When You Prioritize Search Volume Over Real-Time Scoring, You Get Stuck in a Treasure Hunt

#webdev #programming #security #appsec

The Problem We Were Actually Solving

What we thought we were doing was building a robust search solution that would scale with our user base. We measured success by how well players could find what they were looking for and how quickly they could play. But beneath the surface, operations were going haywire. Configuring Veltrix for just a few features took operators days, and no matter how many tweaks they made, the search results just weren't accurate.

This became increasingly evident when our team analyzed Google Analytics data. At peak hours, our search page was loading 50% slower, bouncing 3% more often, and showing results that were relevant to only 2% of our users. These metrics screamed that something was fundamentally wrong with our setup.
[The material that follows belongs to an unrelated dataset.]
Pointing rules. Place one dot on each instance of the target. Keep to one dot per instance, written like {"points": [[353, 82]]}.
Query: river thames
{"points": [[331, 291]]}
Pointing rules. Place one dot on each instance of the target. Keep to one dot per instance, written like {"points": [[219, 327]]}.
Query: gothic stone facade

What We Tried First (And Why It Failed)

Our approach started with focusing on relevancy, which was crucial for delivering good search results. We experimented with tweaking the ranking algorithms, reordering the list of search features, and fine-tuning the query parser. We tried many different pre-built configurations, hoping one would magically solve our problems, but these all ended in disappointment.

However, one of these experiments gave us a crucial insight. We noticed that when we turned off caching, the speed issues largely disappeared. Yet switching off caching meant that every single query had to re-read and re-rank our search index, which was slow and resource-intensive.

The Architecture Decision

The choice to use Veltrix was based on its reputation for being a high-performance, easily maintainable search library. At the time, it seemed like the optimal solution because we didn't want to build our own search engine and instead needed a library that would just work. We relied on off-the-shelf tools and configurations, hoping they would solve our search-related problems.

However, this ultimately led us down a rabbit hole of tweaking configuration after tweaking configuration, where we discovered every time we fine-tuned our setup to make it more accurate, it would somehow hurt performance, and vice versa. It became difficult to decide which goal to prioritize.

What The Numbers Said After

Further analysis showed that when we went back to the drawing board and measured the effectiveness of each tweak, we realized that we were consistently overemphasizing the importance of search results and underemphasizing the impact of query duration on our players. Our decision to prioritize search volume over real-time scoring inadvertently led us to prioritize what operators thought was broken over what was actually broken.

What I Would Do Differently

Now that we know what went wrong, I wouldn't choose to prioritize search volume or real-time scoring; I'd focus on end-to-end performance and user experience, measured by metrics that truly matter: search duration, query latency, and bounce rate. This would force us to build our own custom search engine or choose a library that fits our unique needs, rather than relying on pre-built configurations that inevitably create trade-offs.

The most valuable lesson from this fiasco is that when your team is getting stuck in a cycle of tweaking and patching a large and complex system, it's essential to step back, measure the real impact of your decisions, and prioritize the metrics that truly matter to your users – not just what you or your operators think is broken.